Глава 1. Первые дни на острове
Солнце поднималось лениво, как будто не спешило никуда торопиться, – и это не раздражало, а наоборот, было частью обаяния утра на Кубе. Морской воздух, тёплый и солёный, цеплялся за волосы и одежду, приносил запах жареной рыбы и далёкой кофейной лавочки, где местные женщины в цветастых платках сплетали разговоры с шёпотом ветра. Для Ромы и Аллы это утро было не просто первым после перелёта: оно казалось началом жизни, которую они представляли в мечтах, собирая её по крупицам в тот момент, когда поменяли кольца в городской мэрии и закрыли дверь обычного бытового мира за плечами.
Отель, куда они заехали, стоял на отшибе от самого туристического центра – небольшой, бело-голубой дом с террасами и зелёными ставнями, откуда слышалась лавочка гитариста, который подбирал ритмы сальсы на старой гитаре. Номер был уютный: деревянный пол, простая кровать с хлопковой простынёй, окно на океан, откуда доносился чей-то далёкий смех и призыв чаек. По утрам официант оставлял на пороге свежие булочки и кружку крепкого кофе, и в этом было что-то почти сакральное – начало дня, который нельзя было испортить.
– Посмотри, – сказала Алла, заглянув в окно и прикрыв ладонью глаза от яркого света. – Волны как будто рисуют тебе картины. Представляешь – это наша первая совместная картина жизни.
Рома усмехнулся, бросив на неё любопытный взгляд. Он был фотографом по профессии – и это ощущалось во всём: в манере держаться, в том, как он ловил свет, как выбирал ракурсы в разговоре, как сдержанно, почти автоматически, ставил перед собой на столе старую камеру, будто готов был фиксировать не только кадры, но и саму ткань времени.
– Ты прав, – ответил он. – Но не забывай, что картины можно выбрать, а можно и нарисовать. Давай начнём с завтрака у той лавочки – говорят, там подают лучший жареный ром на всю округу.
Она рассмеялась, держа чашку так, как будто держала хрупкий предмет. Её глаза искрились любопытством и какой-то тихой, но тёплой решимостью. Алла была редактором в небольшом издательстве: аккуратная, внимательная к словам, умеющая выхватывать в тексте то, что делают люди, когда думают, что никто не смотрит. В ней сочетались бережность и неукротимость; она могла говорить о доме и детях так же страстно, как о новом криминальном расследовании, которое иногда присылали на редакционный стол – и с той же жаждой разобраться, до конца.
Первые дни у них прошли как сериал из маленьких удовольствий.

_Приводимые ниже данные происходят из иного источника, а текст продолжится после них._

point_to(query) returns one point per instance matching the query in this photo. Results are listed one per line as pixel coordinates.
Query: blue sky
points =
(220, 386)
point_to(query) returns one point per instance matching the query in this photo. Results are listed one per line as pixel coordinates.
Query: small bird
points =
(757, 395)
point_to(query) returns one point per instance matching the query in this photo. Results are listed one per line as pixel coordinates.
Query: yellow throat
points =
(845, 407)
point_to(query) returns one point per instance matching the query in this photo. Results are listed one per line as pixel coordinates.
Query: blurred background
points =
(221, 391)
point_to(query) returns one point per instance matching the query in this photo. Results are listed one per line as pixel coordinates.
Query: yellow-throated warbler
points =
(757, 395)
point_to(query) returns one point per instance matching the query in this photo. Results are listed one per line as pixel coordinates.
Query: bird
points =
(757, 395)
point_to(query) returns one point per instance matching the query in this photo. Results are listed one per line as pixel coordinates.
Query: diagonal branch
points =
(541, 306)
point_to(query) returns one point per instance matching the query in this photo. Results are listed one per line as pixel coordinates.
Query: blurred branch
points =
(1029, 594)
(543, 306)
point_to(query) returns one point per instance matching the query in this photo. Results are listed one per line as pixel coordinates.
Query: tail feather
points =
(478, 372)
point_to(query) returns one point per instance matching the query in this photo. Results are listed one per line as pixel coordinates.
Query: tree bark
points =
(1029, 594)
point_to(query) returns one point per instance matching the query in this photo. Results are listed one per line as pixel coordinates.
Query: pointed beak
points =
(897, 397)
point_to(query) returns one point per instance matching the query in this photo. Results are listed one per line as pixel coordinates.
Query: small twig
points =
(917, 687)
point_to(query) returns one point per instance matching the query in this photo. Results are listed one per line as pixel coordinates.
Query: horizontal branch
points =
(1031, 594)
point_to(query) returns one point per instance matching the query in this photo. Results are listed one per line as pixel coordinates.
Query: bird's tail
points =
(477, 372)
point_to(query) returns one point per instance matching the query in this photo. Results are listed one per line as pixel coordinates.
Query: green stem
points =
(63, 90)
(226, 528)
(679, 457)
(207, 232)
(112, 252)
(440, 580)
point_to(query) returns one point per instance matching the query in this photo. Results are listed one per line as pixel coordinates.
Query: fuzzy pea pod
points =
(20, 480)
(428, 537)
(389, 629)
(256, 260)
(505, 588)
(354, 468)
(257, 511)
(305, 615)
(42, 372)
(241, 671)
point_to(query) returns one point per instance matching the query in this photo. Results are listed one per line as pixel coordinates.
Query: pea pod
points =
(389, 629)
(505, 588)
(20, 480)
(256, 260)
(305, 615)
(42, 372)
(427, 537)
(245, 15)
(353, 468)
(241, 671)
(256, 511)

Они не бежали по экскурсиям ради галочки – они выбирали то, что цепляло сердце. Пляж, где вода была прозрачной и тёплой, словно чашка чая; крошечные ресторанчики, где по вечерам звучала живая музыка, и официанты, склонившиеся над столиком, рассказывали анекдоты о проходящих кораблях; рынок, где продавали перцы, ананасы и маленькие брелоки, сделанные из ракушек. Рома снимал всё подряд, но не только для работы – он снимал для памяти, как будто понимал, что каждое мгновение нужно сохранить не только в голове, но и в кадре.
– Ты всё время смотришь на мир будто через объектив, – заметила Алла однажды вечером, когда они возвращались с последней дискотеки в городке. – Иногда мне кажется, что ты видишь меня менее полно, чем свой кадр.
Он остановился, повернулся и взял её за плечи. В его лице не было ни издевки, ни обиды – только мягкая, почти детская непринуждённость.
– Тогда давай сделаем тебе снимок не как объекту, а как человеку, – сказал он. – Расслабься. Просто будь собой.
Она улыбнулась и позволила себе расслабиться. Он сделал несколько снимков, шепча что-то абсурдное на ухо, что рассмешило её, и в этом был их маленький ритуал – обмен мягкими шалостями, способнейшими оттеснить любую тревогу.